Basil and I pulled the hearse to the alley. Tom lined up the band behind us. The mourners fell in line, including Sweyn, who looked as if he wished he could find a hole and crawl into it. Tom gave the signal and the band started playing “Home Sweet Home” as the procession began to move up the alley. Following Tom’s instructions Basil and I turned when we got to Main Street and led the way right down the middle of Main Street, with the band playing “Home Sweet Home” over and over again.

I could see people coming out of stores and homes and people on the sidewalk staring at us. Then I saw Papa come out of the Advocate office. I thought some of the grownups might laugh and think it ridiculous like Sweyn. But they didn’t. When we got to the railroad tracks, I looked over my shoulder. Papa and about a hundred adults had joined the funeral procession. You would have thought we were burying the Mayor.

   
When we reached the grave site and stopped, the pallbearers placed the coffin in the grave. The band stopped playing. Then Tom stood beside the open grave and I’d never seen his face so solemn.

   
“I will now deliver the eulogy for Old Butch,” he said. “If ever there lived a good dog, it was Old Butch. He loved everybody, and everybody loved him. We are all going to miss Old Butch. But those who will miss him the most are kids whose parents won’t let them own a dog of their own. Old Butch took the place of the dogs they couldn’t have. And now that Old Butch is gone, these kids are going to be mighty brokenhearted. What these parents don’t realize is that a dog is a boy’s first great love except for his family.
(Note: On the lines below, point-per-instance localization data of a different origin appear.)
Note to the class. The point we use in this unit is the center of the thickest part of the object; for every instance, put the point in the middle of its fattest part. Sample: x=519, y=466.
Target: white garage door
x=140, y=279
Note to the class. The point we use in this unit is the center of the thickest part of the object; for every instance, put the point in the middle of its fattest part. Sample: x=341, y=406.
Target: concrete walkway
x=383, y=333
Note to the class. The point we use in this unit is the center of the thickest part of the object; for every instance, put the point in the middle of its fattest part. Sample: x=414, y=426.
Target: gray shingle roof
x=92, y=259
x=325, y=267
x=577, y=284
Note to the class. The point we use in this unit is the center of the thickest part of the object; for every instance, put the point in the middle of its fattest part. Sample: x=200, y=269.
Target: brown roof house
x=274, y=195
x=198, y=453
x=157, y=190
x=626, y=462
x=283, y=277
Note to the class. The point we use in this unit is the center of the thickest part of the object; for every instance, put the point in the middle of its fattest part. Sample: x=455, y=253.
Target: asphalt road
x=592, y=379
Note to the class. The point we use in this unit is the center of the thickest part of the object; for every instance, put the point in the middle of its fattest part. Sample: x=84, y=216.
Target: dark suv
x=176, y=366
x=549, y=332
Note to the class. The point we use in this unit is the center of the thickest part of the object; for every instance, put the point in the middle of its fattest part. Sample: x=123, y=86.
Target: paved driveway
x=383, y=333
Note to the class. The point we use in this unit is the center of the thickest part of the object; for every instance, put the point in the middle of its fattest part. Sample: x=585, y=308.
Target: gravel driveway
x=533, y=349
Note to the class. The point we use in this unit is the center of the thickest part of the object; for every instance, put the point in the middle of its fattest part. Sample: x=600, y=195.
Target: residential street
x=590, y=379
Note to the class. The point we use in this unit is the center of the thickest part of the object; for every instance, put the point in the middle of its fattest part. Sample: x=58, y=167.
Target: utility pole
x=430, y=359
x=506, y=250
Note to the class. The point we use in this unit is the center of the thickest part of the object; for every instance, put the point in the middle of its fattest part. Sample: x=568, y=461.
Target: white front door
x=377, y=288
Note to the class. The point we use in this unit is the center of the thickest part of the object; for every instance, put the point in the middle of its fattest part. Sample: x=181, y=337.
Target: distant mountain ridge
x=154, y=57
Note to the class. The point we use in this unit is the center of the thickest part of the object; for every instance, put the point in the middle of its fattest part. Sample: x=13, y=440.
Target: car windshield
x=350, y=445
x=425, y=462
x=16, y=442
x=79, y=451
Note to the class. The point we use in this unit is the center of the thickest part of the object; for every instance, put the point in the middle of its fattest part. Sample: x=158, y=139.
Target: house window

A family without a dog is like a house that is empty.” Tom stooped over and picked up a handful of dirt which he sprinkled on the coffin in the grave.
” ‘Dust
thou art and to dust thou return’,” he quoted. Then he nodded at Sammy.

   
Sammy put his cornet to his mouth and began to play “Taps”. He played so beautifully it made me cry. But I wasn’t the only one crying.

   
When Sammy finished blowing “Taps” for Old Butch, Seth and Basil picked up the shovels they had left there and began throwing dirt on the coffin. I thought the grownups would leave then, but they didn’t. They stayed until the last shovelful of dirt had been placed on the grave. Then they began to leave.

   
Uncle Mark and Papa walked to where Tom was standing.

   
“Thanks, Tom,” Uncle Mark said, and his voice was hoarse.

   
Papa put his hand on Tom’s shoulder. “I am going to give Old Butch an obituary in the Advocate,” he said. “And I’m going to let you write it just as you said it here today. Even in death Old Butch is going to make some boys happy. Mr. Gillis told me after hearing your eulogy that he is going to find a pup for his son, Roger. And there are others who heard your eulogy or who will read the obituary in the Advocate who will change their minds about their sons owning a dog. I’m proud of you, son.”